There didn’t seem to be anything out of the ordinary about it when we pulled up, but our tour guide told half of our group to walk to one side of the dam and stand on the ledge while half of the group stayed on the ledge at the other side of the dam. As we stood far away on the other side our tour guide just said “hello” clearly but softly while we stood there. Next thing I new a voice sounded as if it was standing right next to me from someone all the way on the other side of the dam. You could just speak in a whisper and be understood perfectly on the other side. I was in shock. We continued having a conversation with the group on the other side.

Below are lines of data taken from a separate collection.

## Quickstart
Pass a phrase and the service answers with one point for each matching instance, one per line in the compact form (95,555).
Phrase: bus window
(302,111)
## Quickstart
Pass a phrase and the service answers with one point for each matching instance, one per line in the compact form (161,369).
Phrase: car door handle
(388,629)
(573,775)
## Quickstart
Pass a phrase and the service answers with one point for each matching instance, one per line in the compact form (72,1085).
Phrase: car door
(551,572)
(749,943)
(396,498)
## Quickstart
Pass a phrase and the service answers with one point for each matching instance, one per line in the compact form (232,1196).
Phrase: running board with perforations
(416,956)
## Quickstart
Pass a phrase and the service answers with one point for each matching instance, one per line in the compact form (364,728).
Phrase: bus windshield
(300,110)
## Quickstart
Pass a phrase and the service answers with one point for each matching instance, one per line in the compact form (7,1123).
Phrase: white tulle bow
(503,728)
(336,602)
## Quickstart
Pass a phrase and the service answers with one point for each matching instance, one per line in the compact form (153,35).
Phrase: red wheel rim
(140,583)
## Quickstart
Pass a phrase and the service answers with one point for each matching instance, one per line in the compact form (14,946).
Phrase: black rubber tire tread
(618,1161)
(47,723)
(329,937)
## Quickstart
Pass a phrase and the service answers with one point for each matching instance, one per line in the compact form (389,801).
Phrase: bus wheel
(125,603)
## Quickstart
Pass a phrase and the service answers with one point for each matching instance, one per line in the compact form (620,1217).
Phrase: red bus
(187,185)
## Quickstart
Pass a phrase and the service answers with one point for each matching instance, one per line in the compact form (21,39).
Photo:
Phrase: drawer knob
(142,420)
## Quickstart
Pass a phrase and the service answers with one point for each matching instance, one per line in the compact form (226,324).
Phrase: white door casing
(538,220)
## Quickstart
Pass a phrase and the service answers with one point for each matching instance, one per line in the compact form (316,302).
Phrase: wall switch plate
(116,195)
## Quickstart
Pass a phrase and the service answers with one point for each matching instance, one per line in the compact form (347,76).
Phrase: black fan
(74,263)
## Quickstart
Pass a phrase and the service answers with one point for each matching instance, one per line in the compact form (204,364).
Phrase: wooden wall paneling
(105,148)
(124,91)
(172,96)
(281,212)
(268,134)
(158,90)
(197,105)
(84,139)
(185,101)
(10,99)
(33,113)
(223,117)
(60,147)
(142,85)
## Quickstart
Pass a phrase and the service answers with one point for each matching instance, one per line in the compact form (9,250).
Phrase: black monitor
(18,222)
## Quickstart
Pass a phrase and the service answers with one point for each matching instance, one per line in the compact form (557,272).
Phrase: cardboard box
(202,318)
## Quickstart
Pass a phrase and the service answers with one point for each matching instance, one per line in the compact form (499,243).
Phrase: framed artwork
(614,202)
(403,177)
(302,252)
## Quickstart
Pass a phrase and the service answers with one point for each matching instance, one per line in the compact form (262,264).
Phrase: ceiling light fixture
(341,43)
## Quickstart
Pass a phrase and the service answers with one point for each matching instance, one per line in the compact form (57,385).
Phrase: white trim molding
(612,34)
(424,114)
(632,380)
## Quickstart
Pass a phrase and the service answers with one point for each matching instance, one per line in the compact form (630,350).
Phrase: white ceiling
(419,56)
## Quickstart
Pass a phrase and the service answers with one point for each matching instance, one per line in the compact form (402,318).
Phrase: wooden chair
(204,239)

The dam was engineered so perfectly that the sound echoed across it to the opposite side without losing any of the vibration and volume. I giggled to myself as I thought about how much more entertaining this might have been on our way back from the wine tour, but it still blew my mind nonetheless. Now, it was finally time to head to our first stop (1 out of 5 wineries we’ d be stopping at). All but one of the wineries we visited had structured tastings and as someone who’s never had much if any experience in different kinds of wine, I was really surprised to see just how many there could be and how intricately each bottle was designed.
At one winery, Peter Lehmann, we were actually able to see the oldest shiraz grape vines still known in the world. The wine itself also wasn’t too bad. The whole day was full of cheese, crackers, wine and lots of fun. Obviously, the bus ride home was full of napping people.
It’s nice to know that even more excitement awaits me in Cairns and on Kangaroo Island but the rest of this week is strictly school work. Until mid-semester break!